But first, Salk needed to ‘inactivate’ or ‘kill’ the lethal virus by soaking the mixture in formalin (a formaldehyde solution) for several weeks. The results would be known as the inactivated polio vaccine (IPV), which the doctor would be widely recognized for, and receive much acclaim.

Many scientists at the time had reservations about the process of inactivation, such as Albert Sabin, who was also in the race for a vaccine, developing his own polio vaccine: the ‘live’ attenuated oral polio vaccine (OPV).

The process of ‘attenuation’, which involved passaging the virus through monkeys to get the virus weaker, appeared safer to many people at the time. We all know that when a virus circulates through the population, it generally gets weaker and less virulent.
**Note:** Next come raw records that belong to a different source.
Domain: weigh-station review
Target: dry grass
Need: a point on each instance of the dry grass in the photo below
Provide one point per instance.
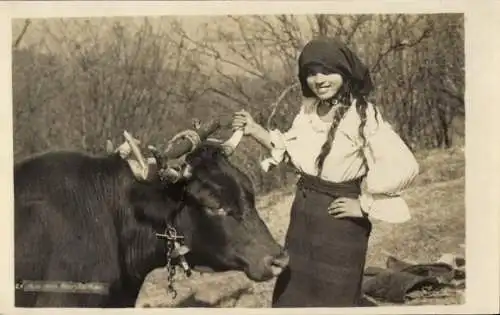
(437, 227)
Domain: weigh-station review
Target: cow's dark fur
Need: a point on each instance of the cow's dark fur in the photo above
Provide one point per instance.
(83, 218)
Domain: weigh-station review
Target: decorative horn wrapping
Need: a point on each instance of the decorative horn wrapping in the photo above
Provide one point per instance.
(230, 144)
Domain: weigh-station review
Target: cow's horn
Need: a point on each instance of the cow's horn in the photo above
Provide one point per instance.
(135, 149)
(109, 146)
(230, 144)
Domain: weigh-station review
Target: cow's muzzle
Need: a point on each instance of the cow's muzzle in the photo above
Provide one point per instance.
(279, 263)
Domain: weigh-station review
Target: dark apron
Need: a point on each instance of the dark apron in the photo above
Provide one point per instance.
(327, 255)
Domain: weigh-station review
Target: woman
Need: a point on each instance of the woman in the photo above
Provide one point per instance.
(352, 166)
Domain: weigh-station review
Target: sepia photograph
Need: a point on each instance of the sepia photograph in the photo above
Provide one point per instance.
(239, 161)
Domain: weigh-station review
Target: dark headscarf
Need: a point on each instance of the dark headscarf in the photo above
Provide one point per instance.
(338, 58)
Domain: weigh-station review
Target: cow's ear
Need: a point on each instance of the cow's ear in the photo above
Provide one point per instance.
(218, 212)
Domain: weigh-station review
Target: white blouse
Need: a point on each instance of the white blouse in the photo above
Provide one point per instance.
(390, 166)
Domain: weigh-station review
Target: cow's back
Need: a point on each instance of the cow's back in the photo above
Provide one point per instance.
(64, 227)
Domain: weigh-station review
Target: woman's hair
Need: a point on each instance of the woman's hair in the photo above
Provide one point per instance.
(345, 100)
(336, 57)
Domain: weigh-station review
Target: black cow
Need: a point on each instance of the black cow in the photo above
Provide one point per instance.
(88, 219)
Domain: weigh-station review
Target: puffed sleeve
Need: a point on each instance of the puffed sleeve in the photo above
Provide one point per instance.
(392, 168)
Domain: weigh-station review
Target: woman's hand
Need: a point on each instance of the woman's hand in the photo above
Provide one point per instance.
(346, 207)
(243, 120)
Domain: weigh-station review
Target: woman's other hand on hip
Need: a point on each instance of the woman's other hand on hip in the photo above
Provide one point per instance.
(346, 208)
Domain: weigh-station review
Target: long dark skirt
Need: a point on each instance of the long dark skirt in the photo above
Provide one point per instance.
(327, 255)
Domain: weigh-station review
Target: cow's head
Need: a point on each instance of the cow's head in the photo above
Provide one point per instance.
(216, 213)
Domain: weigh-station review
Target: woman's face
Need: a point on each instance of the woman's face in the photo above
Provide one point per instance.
(325, 85)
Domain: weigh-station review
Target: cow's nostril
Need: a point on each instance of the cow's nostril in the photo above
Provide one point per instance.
(282, 260)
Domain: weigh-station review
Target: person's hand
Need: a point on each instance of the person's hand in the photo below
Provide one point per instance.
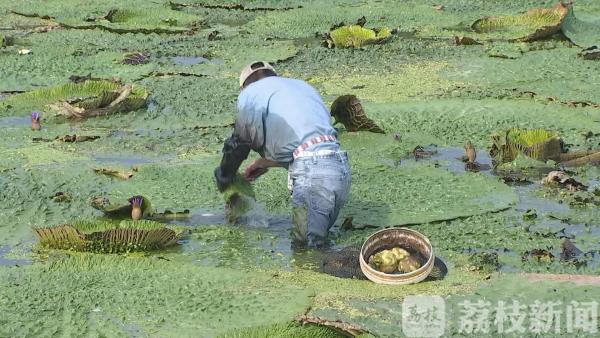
(255, 170)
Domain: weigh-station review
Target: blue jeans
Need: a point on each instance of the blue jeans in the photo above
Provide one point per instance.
(321, 186)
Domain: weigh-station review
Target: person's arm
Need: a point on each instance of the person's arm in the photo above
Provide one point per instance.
(235, 151)
(260, 167)
(248, 134)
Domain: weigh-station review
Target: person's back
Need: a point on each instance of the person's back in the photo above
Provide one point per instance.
(292, 112)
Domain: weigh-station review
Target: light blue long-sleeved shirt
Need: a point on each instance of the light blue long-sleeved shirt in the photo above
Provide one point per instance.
(278, 114)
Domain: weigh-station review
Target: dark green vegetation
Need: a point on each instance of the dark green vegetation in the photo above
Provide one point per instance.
(245, 281)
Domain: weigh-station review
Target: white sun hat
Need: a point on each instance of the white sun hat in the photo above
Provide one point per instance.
(253, 67)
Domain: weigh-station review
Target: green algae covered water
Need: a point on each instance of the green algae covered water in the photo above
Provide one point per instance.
(245, 280)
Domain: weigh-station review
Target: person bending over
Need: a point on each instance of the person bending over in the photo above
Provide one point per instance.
(287, 123)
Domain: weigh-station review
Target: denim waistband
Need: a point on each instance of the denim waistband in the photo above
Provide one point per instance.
(322, 154)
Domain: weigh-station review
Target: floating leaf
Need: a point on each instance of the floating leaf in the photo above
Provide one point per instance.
(583, 33)
(533, 25)
(239, 199)
(135, 58)
(84, 98)
(348, 110)
(113, 172)
(108, 237)
(357, 36)
(125, 98)
(539, 144)
(121, 211)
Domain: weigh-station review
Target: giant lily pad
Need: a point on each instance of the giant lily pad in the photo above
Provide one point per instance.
(103, 236)
(89, 98)
(533, 25)
(539, 144)
(239, 199)
(116, 296)
(356, 36)
(584, 33)
(121, 210)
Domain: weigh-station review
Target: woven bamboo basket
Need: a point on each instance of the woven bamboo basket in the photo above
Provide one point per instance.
(408, 239)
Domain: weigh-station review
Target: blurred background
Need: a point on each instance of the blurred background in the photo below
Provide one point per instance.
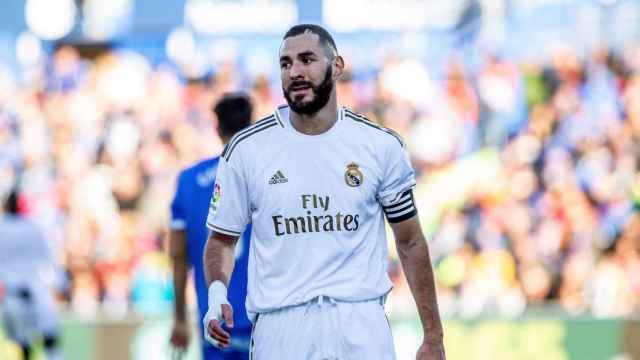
(522, 118)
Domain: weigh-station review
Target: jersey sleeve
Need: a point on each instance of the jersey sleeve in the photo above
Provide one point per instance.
(229, 207)
(396, 192)
(178, 215)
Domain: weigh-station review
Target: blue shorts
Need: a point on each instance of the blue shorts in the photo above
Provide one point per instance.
(238, 350)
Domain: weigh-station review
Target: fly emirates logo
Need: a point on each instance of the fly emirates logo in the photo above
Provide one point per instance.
(317, 219)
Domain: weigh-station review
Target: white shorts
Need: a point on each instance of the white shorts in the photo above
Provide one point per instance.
(324, 329)
(29, 312)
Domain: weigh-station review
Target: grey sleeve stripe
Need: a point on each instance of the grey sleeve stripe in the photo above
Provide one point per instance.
(400, 210)
(399, 214)
(398, 206)
(222, 230)
(405, 195)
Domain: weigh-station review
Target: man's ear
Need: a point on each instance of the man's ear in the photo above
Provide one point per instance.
(338, 69)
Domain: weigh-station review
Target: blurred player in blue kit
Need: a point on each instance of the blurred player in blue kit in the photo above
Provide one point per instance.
(28, 275)
(189, 234)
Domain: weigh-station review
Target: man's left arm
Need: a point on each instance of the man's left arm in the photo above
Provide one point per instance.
(414, 256)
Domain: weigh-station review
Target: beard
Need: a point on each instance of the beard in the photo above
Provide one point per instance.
(322, 94)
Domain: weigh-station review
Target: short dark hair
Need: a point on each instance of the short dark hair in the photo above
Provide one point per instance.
(11, 205)
(326, 40)
(234, 112)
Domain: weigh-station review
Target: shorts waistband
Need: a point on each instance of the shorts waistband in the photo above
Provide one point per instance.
(323, 299)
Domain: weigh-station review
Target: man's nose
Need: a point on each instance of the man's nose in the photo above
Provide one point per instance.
(296, 72)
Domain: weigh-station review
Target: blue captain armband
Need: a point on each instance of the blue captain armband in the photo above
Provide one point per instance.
(402, 209)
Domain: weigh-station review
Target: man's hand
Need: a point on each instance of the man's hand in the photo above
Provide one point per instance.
(219, 312)
(431, 351)
(180, 335)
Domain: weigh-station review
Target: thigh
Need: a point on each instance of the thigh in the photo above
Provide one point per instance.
(288, 334)
(365, 332)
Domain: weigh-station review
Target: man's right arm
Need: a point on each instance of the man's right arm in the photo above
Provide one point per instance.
(219, 260)
(219, 257)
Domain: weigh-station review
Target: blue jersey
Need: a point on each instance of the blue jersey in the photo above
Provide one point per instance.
(189, 213)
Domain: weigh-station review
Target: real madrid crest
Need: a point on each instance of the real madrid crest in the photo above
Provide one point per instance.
(353, 176)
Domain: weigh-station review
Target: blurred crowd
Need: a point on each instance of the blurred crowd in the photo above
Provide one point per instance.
(539, 159)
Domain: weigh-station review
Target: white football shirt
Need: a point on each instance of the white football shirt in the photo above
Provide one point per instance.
(316, 203)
But Jonas Salk wasn’t deterred from his mission. He took his vaccine to D.T. Watson Home for Crippled Children and tested the ‘inactivated’ vaccine on 30 children who had already survived polio using just one glass syringe for all children, simply because disposable syringes had not been invented yet. No side effects were reported or published.

1954 Field Trial

Then in 1954, a much larger field trial was planned using Salk’s inactivated vaccine design, created by two manufacturers who were able to successfully create large quantities of vaccine: Parke-Davis and Eli Lilly. But before the trial began, some batches of vaccines were found to contain live poliovirus, but because the field trial had many safety checks in place through the NIH, those batches were not released to the children participating in the field trial.

But it did signal that manufacturers were not able to follow Salk’s protocol efficiently, and were struggling with inactivating the virus, which would bode a haunting premonition for the future.

The cherry red colored vaccine (see image above) was tested on 200,000 children in different parts of the US, and outcomes were compared to 200,000 children who received also a cherry red colored placebo (the placebo that was used was culture fluid without poliomyelitis virus or monkey kidney protein) and 338,000 children who received no injection at all. So technically, there were two different control groups.

After many months of analysis, the results were in: the children who got the “placebo” injection of culture fluid had a higher rate of poliomyelitis (0.05%) than the “vaccine” group (0.01%) AND the completely un-injected control group (0.03%).

Salk made the announcement April 12, 1955 that the vaccine was found ‘safe, effective, and potent.’

Read the Field Trial Here: 1954FieldTrial

Vaccine Is Licensed

Based on the field trial results, the federal government’s Secretary of the Department of Health, Education and Welfare at the time, Oveta Culp Hobby, approved the Salk vaccine on April 13, 1955, in a record breaking two hour approval process. Boxes of vaccine doses marked RUSH were sent all over the United States.

Children around the country were getting their first doses as early as April 14th, 1955.

Now, all five manufacturers were in the game, even though only two had their vaccines actually tested on people. NIH would relax its strict safety protocols it had implemented during the field trial to allow more children to get the vaccine, and quickly, as the summertime polio season was approaching. Testing each batch of vaccine would slow the process down. Other safety checks were skipped too.

The new Salk vaccine would no longer contain merthiolate, a mercury based preservative because Salk thought it reduced the efficacy or antigenicity of the vaccine. Mercury has virucidal effects, so removing the preservative would have increased the chance that live virus persists.

Details such as: that the precise vaccine formula for the vaccine being licensed was slightly different than the vaccine used in the ‘field trial’; that not all manufacturers had had their vaccine tested the year before; that a few government scientists were aware that some batches of vaccine inadvertently contained residual live poliovirus but didn’t inform the licensing board–these details didn’t seem to matter.

Concerns about long-term safety of the new vaccine were not even on the radar. There were no issues with the use of monkey kidney tissues in vaccine development either. No questions about the safety of injecting this monkey material into children. They didn’t even know how many children had already had recovered from a poliovirus infection, or had poliovirus antibodies–but some estimates put it as high as 80% of children had immunity to at least one strain of poliovirus.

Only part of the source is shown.